Find the volume formed by rotating the region bounded by $y = e^{-x} \sin x$, $x\ge 0$ about $y =0$.

Question

Find the volume formed by rotating the region bounded by $y = e^{-x} \sin x$, $x\ge 0$ about $y =0$.

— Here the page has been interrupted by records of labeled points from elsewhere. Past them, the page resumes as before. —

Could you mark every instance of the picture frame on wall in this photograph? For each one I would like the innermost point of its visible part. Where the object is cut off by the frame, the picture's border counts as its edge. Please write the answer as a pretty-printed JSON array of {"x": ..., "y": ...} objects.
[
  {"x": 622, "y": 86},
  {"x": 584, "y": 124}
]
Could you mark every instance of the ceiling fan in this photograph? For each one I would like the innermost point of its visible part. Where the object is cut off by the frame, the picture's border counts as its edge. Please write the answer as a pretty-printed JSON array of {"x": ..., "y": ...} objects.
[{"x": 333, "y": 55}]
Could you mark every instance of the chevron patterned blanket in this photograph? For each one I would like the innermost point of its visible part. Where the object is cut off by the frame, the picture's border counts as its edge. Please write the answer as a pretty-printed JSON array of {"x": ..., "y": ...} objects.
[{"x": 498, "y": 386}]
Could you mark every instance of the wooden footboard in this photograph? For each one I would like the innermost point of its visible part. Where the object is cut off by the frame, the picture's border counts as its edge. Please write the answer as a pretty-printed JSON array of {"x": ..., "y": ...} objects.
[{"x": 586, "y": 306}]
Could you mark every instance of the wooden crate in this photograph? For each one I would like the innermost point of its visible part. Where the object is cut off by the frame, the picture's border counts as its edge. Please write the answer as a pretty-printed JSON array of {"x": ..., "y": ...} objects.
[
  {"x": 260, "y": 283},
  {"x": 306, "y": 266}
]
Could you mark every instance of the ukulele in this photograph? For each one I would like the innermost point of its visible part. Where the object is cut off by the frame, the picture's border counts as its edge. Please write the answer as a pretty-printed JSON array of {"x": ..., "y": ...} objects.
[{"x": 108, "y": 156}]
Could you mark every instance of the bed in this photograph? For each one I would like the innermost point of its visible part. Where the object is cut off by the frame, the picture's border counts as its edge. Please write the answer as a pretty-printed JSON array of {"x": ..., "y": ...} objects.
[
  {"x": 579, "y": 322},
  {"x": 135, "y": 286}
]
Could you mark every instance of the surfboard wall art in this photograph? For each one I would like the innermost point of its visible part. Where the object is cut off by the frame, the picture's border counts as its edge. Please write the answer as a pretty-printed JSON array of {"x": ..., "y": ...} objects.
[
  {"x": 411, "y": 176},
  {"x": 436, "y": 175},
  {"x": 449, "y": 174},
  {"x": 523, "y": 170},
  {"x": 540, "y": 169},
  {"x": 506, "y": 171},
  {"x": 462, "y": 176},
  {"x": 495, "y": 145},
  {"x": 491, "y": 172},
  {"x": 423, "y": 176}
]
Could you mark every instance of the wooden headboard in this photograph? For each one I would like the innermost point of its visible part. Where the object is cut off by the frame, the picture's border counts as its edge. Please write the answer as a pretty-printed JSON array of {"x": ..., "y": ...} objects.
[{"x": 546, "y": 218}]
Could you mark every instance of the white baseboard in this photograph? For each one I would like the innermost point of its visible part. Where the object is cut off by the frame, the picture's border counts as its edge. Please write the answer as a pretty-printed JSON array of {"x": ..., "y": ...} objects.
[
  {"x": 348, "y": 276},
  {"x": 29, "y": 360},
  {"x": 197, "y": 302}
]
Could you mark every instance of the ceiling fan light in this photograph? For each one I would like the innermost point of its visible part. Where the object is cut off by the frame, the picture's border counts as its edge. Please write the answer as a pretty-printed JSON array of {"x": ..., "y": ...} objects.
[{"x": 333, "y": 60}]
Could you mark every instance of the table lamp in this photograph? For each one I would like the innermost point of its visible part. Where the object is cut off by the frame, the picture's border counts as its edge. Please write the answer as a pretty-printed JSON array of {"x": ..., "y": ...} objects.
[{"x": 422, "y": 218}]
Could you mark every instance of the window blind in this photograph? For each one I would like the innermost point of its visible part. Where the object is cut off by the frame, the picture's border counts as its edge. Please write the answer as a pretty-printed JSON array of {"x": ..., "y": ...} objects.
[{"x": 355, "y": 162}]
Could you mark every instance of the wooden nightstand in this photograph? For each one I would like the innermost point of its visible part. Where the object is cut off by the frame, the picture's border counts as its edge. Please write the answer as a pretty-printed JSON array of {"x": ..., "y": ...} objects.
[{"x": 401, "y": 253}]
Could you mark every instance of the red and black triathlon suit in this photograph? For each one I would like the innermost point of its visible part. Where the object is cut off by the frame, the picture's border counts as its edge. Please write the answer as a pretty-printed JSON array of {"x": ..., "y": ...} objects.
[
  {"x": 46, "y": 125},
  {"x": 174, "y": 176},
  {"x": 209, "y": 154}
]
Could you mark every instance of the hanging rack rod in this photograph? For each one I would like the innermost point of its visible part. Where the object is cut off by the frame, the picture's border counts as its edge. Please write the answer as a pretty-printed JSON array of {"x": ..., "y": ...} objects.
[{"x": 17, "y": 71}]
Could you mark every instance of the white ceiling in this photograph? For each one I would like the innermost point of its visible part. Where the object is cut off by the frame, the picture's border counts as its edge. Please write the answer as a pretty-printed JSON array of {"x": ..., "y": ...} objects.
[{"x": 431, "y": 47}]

I tried to graph this using Wolfram Alpha, but it didn't help. I don't know how to start or graph this.

Answer 1

Here is a graph from $0$ to $\pi$, the integral you already know from André ...

Answer 2

$$f(x) = e^{-x} \sin x$$ Your volume can be found using cylindrical coordinates :

\begin{align} \mathcal{V}\equiv\int\limits_0^\infty \int\limits_0^{2\pi}\int\limits_0^{f(x)} r dr d\theta dx &= 2\pi \int\limits_0^\infty\int\limits_0^{f(x)} r dr dx\\ &=\pi \int\limits_0^\infty f^2(x) dx =\pi \int\limits_0^\infty e^{-2x}\sin^2x dx = \pi \int\limits_0^\infty e^{-2x}\dfrac{1-\cos 2x}{2}dx\\ &= \dfrac{\pi}{2} \left\lbrace \int\limits_0^\infty e^{-2x}dx -\dfrac{1}{2} \int\limits_0^\infty e^{-2x}\left[e^{2ix} + e^{-2ix}\right]dx\right\rbrace\\ &= \dfrac{\pi}{2} \left\lbrace \dfrac{1}{2} -\dfrac{1}{2} \left[\dfrac{e^{-2(1-i)x}}{-2(1-i)} + \dfrac{e^{-2(1+i)x}}{-2(1+i)}\right]_0^\infty\right\rbrace\\ &= \dfrac{\pi}{2} \left\lbrace \dfrac{1}{2} +\left[\dfrac{e^{-2x}}{4} \left(\dfrac{e^{2ix}}{1-i} + \dfrac{e^{-2ix}}{1+i}\right)\right]_0^\infty\right\rbrace\\ &= \dfrac{\pi}{2} \left\lbrace \dfrac{1}{2} +\left[\dfrac{e^{-2x}}{4} \left(\dfrac{e^{2ix}}{1-i} + \dfrac{e^{-2ix}}{1+i}\right)\right]_0^\infty\right\rbrace\\ &=\dfrac{\pi}{2} \left\lbrace \dfrac{1}{2} +\left[\dfrac{e^{-2x}}{8} \left((1+i)e^{2ix} + (1-i)e^{-2ix}\right)\right]_0^\infty\right\rbrace\\ &=\dfrac{\pi}{2} \left\lbrace \dfrac{1}{2} +\left[\dfrac{e^{-2x}}{4} \left(\cos 2x - \sin 2x\right)\right]_0^\infty\right\rbrace\\ &= \dfrac{\pi}{2} \left\lbrace \dfrac{1}{2} - \dfrac{1}{4}\right\rbrace\\ &= \dfrac{\pi}{8} \end{align}